The Ground Beneath Her Feet, by Salman Rushdie

Short Take:  A 600-page love song to the beauty of impermanence.


If my usual choice of literature is candy, The Ground Beneath Her Feet is a 12-course meal, and I consumed it gluttonously, shamelessly, simultaneously wanting to rush to the next bite, and to savor the current taste.  The interweavings of myth and music are magic, and every sentence is a poem.

The Ground Beneath Her Feet is a disorienting mix of a huge conglomeration of stories, and a very small, personal memoir.  Rai is a child in Bombay, when he meets Vina Apsara and immediately falls in love with her.  Unfortunately, Ormus Cama also meets and falls in love with Vina at around the same time, and it’s Ormus that she chooses.  Mostly.

Ormus Cama, born with a dead twin, and later injured terribly in one eye, has glimpses of another world, where he hears the music that will eventually become hit records.  And it’s then that we realize that this book doesn’t take place in our world, because the first singer to perform “Heartbreak Hotel” on Ormus’s radio is Jesse Aron Parker.

From there, the story follows Vina and Ormus in their larger-than-life, obsessive, ultimately doomed love affair (which is so entangled with their rock stardom, that it’s impossible to tell where one ends and the other begins) and Rai as the man outside of the frame, who sees the entire picture.

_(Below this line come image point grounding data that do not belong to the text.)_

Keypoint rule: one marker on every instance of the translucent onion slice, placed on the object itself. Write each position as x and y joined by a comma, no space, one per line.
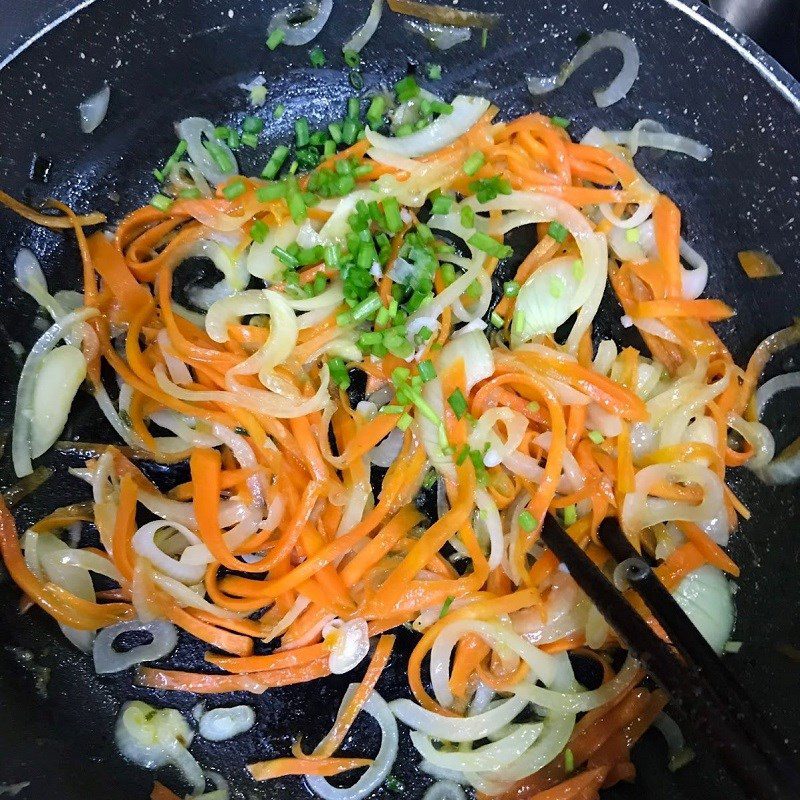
618,87
93,109
359,39
377,773
107,659
304,32
440,133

There’s so much story here, folks: a huge cast of characters, a narrative that travels from Bombay to London to Manhattan to Mexico, and an awe-inspiring mix of the myths that shape all of our lives and fantasies.

Seriously, I could write a book about this book.

Rushdie lingers with a loving touch on the temporary, from the city of Bombay under English rule, to that brief moment when Vina met Rai, before she fell for Ormus.  Everything is temporary, everything goes away, except for Rai’s photographs, and the truths that they tell are usually the ones that nobody really wants to face.

After Vina’s death, Ormus asks about the site of the earthquake, and Rai replies “It was a wreck, if that’s what you mean… as if you took a picture of beauty and then systematically broke everything in the picture.” Rai also says “Power, like love, most fully reveals its dimensions only when it is irrevocably lost.”   And that, I think, is the heart of The Ground Beneath Her Feet.  Loss of beauty, love, home, family, sight, freedom, even sanity, all of these things play a part.

There’s a recurring theme of deliberate narrowness of vision:  Vina only sees what she wants at any given moment, Ormus is obsessed with his visions of another world (ours), and Rai only sees Vina and his photos.

But most of all, this is a story about stories.  Rushdie references so many myths, some by name, others indirectly.  Orpheus and Eurydice are the most obvious, but there was also Cassandra, and Tiresias the blind prophet, and Cain and Abel, and Odysseus, and so many others.

Ground is not without its flaws.  For one, although most of the prose is really gorgeous (I mean REALLY gorgeous), there can be too much of a good thing.  Rushdie has a way with words, no question, but sometimes he seems to over-indulge in his own wit, and a clever play on words turns into a multi-page list of them.

The song lyrics in the book mostly just seem silly.  I think that fewer quoted lyrics might have made VTO’s (Ormus & Vina’s group) mega-stardom more understandable.  For example “It’s not supposed to be this way/but you’re not here to put it right/And you’re not here to hold me tight/It shouldn’t be this way” to me sounds like something an unenthusiastic high schooler would write for a school assignment.

Also, Ormus and Vina are not really fleshed out in any way, despite being two of the main characters.  Vina’s only real human quirk is an annoying habit? Of talking with an uptick?  Even when she’s trying to say something important?  (See?  Annoying.)  But then I wonder:  if the music of our world could cross the barrier to Ormus and Vina’s world, is it possible that the stories of their world crossed the barriers into ours?  Is it possible that the reason these characters seem unreal is that they are not “real” people, but rather, the heroes and lovers that we now refer to as myths?

If that’s the case – if they are not to be a retelling of Orpheus and Eurydice, but rather, the source of the story that’s been handed down for generations, then it makes perfect sense.  Even their romance rings false in a number of ways for “real life” but makes perfect sense as a larger than life fiction.

Perhaps I’m giving the author too much credit.  Maybe it’s because there’s such a profound level of beauty and obvious skill that I’m willing to overlook and make wild excuses for the missing pieces.  I can live with that.

But it isn’t just me.  U2 loved this one as well:

The Nerd’s Rating:  FIVE HAPPY NEURONS (and a sequined bustier. Appropriate for any occasion!)